Identifying and understanding how consumers choose the brands and products they do is something we frequently look at within market research. Which methodology we use to arrive at drivers of brand and product choice can vary. Many researchers adopt a more simplistic direct line of questioning to explore these issues, but a more subtle, statistically modelled approach is often more reflective of the subconscious decision-making processes consumers exhibit.
When a statistical approach is used, consumers are typically asked to rate brands across a range of factors, and these are then regressed against a dependent variable such as likelihood to shop or satisfaction in order to “uncover” the drivers of brand choice.
However, whilst this approach is fairly commonplace, formulating an analysis plan which takes a slightly more considered view of the forces impacting on consumer behaviour can result in different recommendations which are more impactful for the business.
Below we’ve highlighted a few areas of best practice which should have been given some thought in order to ensure that your approach to identifying the drivers of choice yields the correct results for guiding decision making:
Choosing the correct variable to measure consumer choice
Some studies incorrectly focus on variables such as satisfaction, or likelihood to purchase, however, these models are unlikely to highlight the factors which cause a consumer to choose your brand.
Focusing on variables such as 1st choice brand, most used brand and share of wallet are more closely aligned to the actions which we are trying to encourage.
Framing the exercise in the appropriate context
The answer you get from your study will heavily depend on the context of the questions you set for your respondents. For example, if you are trying to understand the differences between top-up and main shop missions across grocery stores you need to ensure that respondents are primed to answer any questions within those specific contexts.
You may be surprised by how much difference the correct framing will make to your end results.
Only asking respondents to evaluate brands they recognize and consider
Consumers do not typically make decisions on where to shop across the entire market (although some price comparison website behaviours are changing this), but are instead likely to make their decisions based on a predefined consideration set of brands.
As consumers tend to make their choice from within this set, we should limit questions to the brands they actually care about and would be likely to choose.
Understanding that decisions are made at a relative, not absolute level
In tandem with the point above, consumers aren’t likely to make decisions at an absolute level – “How does this brand stack up in isolation”, but rather at a relative level -“How does this brand compare relative to my consideration set?”.
This might seem like an obvious point but traditional modeling approaches typically assign importance based on the absolute scale. By transforming the data so that scores are based on the relative performance of a respondent’s consideration set, we can account for this more accurately.

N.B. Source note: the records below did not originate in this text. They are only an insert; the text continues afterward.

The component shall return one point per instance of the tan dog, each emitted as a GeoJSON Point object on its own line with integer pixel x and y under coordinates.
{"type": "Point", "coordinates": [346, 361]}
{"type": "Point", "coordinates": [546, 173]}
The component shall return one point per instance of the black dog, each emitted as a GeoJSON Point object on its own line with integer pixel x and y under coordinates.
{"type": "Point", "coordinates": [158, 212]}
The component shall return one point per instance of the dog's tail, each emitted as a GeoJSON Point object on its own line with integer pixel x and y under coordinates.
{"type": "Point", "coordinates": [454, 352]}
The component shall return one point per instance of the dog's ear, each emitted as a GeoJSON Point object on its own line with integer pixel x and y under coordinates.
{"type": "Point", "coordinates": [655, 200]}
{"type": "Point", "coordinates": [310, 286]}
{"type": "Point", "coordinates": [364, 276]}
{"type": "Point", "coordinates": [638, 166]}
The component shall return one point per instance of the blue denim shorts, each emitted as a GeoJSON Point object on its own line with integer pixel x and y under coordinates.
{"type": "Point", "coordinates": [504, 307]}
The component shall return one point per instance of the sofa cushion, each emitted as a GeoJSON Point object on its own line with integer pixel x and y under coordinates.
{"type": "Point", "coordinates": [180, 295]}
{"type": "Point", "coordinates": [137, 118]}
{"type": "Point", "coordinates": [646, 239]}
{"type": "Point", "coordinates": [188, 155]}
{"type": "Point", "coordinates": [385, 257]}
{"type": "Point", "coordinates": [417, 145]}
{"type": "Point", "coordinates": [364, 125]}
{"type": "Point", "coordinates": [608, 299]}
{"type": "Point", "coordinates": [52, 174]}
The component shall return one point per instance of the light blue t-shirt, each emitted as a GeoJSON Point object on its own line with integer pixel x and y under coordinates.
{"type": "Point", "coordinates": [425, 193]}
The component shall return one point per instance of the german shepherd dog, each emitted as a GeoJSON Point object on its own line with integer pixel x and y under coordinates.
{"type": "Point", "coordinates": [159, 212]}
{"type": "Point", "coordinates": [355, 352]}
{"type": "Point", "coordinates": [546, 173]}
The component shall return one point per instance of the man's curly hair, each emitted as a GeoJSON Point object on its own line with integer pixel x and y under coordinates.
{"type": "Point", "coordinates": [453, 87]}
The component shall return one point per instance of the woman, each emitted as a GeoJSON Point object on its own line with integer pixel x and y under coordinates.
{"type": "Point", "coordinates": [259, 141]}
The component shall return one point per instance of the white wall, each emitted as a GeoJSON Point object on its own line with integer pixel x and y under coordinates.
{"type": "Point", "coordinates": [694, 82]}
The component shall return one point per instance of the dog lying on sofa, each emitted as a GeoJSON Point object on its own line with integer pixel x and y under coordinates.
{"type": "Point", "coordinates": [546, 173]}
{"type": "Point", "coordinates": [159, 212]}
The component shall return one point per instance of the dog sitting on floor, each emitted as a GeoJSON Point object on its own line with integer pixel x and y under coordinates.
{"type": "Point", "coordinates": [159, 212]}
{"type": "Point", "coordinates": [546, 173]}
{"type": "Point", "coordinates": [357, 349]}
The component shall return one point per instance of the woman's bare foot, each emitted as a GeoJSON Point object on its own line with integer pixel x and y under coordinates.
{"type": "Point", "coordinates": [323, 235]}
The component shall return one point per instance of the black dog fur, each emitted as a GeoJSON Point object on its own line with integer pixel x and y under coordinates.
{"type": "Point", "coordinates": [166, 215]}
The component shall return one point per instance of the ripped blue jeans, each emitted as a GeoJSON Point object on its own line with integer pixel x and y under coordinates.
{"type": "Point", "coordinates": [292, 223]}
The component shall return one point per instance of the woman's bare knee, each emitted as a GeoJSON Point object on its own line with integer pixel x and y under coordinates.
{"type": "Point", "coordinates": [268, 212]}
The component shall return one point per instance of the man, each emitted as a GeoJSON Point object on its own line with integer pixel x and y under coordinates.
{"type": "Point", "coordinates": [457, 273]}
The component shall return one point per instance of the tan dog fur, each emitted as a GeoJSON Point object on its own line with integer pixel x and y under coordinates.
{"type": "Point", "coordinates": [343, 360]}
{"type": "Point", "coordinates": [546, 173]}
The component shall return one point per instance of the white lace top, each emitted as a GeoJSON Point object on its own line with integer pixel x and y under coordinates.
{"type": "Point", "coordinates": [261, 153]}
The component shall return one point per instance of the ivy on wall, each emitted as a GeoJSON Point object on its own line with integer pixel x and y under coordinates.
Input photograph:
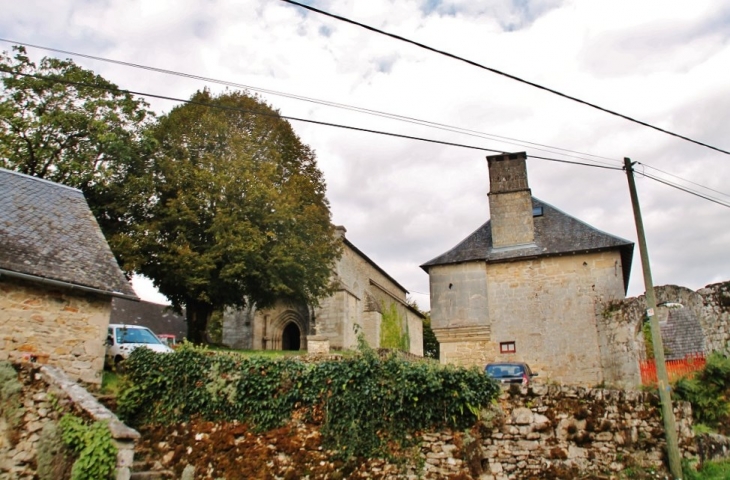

As a final example, we recently worked with a retail client who had determined that their returns policy wasn’t an important driver of choice. We reviewed their modelling approach and identified that the relative competitor performance wasn’t being factored into the design. We re-ran the modelling and found that the returns policy was a top tier driver because it was a major point of differentiation for a few key players.
This point had been entirely missed the first time round and had undoubtedly been a missed opportunity for the business.